The boy rode steadily on. He was keenly alert watching for an evening light of fire that would show the Indian party’s night camp. He had been up and down this trail from the confluence of the Ohio River to Lake Erie many times in the past year and had proven to be very reliable to Ensign John Christie at Fort Presque Isle, Lieutenant Francis Gordon at Fort Venango and to Colonel Henry Bouquet Commander at Fort Pitt and of all English forces in this new Northwestern Territory. Now Captain Simeon Ecuyer commanded at Fort Pitt in the absence of Colonel Bouquet as he took care of military business at Philadelphia and Williamsburg. But Bouquet was due back at the fort any day with badly needed supplies of powder and flour.

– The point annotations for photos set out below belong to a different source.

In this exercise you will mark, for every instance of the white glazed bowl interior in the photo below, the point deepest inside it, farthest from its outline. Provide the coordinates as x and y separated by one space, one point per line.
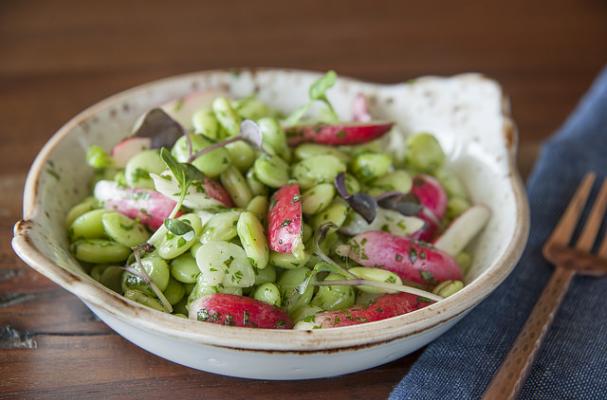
467 113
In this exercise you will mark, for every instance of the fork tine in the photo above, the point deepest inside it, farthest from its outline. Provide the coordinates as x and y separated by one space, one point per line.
563 231
593 223
603 248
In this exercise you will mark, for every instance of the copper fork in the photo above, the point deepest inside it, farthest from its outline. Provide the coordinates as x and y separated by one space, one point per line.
568 261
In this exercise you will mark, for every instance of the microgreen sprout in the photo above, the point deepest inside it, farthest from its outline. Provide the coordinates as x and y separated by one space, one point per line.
362 203
185 174
139 271
388 287
249 132
317 92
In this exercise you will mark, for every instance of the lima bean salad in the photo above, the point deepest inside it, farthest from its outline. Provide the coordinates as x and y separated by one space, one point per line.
227 211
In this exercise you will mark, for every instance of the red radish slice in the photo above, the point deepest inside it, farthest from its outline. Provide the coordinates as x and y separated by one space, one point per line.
411 260
337 134
216 191
433 197
461 231
360 109
230 309
149 206
129 147
285 221
386 306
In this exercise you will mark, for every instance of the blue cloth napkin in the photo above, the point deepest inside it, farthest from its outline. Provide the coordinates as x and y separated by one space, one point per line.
572 363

Still, even at 14 years of age, he had seen much in his short time on the frontier, mostly spent near the fort at the junction of the three rivers and the village of Greensburg some 30 to 50 miles east of the newly built Fort Pitt. He had helped his father survey various Virginia land grants from speculators back on the James River. His father was a big, quiet man whose steady eyes and level voice made understanding and liking him easy and the boy enjoyed tramping along with the two or three man crew, dragging the chains or holding the sighting post or running back and forth in thousands of errands that filled his days.
Now though, he was alone and the hair was stiffly brittle on the back of his neck as he realized his danger.